Salam aleikum – ein bunter Start in Marokko

Marokko wir kommen!

Die Meerenge der schmalen Strasse von Gibraltar trennt Europa von Afrika, Spanien von Marokko, die bekannte von einer fremden Welt.

Die Vorfreude ist riesig und wir sind gespannt was uns in diesem Land alles erwartet. Mit der Fähre geht es von Algeciras nach Tanger Med. Es ist ein Katzensprung und wir befinden uns auf einem neuen Kontinent, haben endlich wieder afrikanischen Boden unter den Füssen, begegnen immer wieder strahlenden Menschen die uns «Bonjour, ça va?» zurufen und gewöhnen uns an den neuen Duft des Landes.

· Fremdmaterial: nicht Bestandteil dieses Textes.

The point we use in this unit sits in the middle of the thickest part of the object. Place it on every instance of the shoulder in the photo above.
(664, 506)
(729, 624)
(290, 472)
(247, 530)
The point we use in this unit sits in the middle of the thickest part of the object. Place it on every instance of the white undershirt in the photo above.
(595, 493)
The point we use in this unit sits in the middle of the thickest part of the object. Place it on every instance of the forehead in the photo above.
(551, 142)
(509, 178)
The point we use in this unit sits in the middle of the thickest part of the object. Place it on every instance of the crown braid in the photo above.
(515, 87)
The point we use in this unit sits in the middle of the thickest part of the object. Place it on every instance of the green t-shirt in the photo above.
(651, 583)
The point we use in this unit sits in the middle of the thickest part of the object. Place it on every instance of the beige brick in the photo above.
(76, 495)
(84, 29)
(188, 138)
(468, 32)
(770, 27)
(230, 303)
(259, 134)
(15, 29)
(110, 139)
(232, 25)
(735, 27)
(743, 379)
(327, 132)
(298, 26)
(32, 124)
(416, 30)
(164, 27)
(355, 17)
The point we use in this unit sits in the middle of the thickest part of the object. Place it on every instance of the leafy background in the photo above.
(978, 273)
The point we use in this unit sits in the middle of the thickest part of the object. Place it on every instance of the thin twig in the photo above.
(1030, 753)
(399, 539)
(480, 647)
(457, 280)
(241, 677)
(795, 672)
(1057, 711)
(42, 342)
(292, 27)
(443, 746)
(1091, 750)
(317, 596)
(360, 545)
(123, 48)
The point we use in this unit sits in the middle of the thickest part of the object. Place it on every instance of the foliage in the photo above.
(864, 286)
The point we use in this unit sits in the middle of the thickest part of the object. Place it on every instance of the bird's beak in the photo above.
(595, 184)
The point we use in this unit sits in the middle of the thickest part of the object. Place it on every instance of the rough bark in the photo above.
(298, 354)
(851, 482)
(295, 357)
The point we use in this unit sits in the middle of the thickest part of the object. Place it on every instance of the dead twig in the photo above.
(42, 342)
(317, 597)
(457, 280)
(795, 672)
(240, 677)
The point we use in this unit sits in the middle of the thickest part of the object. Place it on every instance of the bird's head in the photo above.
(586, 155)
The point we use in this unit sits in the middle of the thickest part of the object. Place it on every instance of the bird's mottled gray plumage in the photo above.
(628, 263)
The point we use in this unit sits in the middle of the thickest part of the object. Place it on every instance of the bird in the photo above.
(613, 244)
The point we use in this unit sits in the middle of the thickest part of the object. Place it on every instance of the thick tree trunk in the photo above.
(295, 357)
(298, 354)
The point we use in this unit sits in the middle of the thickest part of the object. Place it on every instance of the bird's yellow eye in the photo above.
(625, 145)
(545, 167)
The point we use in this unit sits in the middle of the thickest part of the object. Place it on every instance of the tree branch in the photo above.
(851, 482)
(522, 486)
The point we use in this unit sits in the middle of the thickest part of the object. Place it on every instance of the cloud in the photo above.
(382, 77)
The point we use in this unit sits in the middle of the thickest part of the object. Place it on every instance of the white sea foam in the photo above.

Hell-, gras- und dunkelgrüne Landschaft

Unmittelbar ans Mittelmeer grenzt das Rif, eine Gebirgskette, in welchem wir mit Manny die ersten Tage umherkurven und uns an die neue Umgebung gewöhnen. Es ist grün hier und die Bewohner bauen Getreide, Gemüse, Oliven und Hanf an. Frauen mit rot-weiss oder grün-weiss gestreiften Röcken und Strohhüten arbeiten auf den Feldern und grüssen freundlich. Die Männer in ihren wolligen Zwergenmäntel mit Kapuze bewundern Manny und interessieren sich woher wir kommen. Ab und zu will uns auch einer etwas Haschisch verkaufen, was wir dankend ablehnen.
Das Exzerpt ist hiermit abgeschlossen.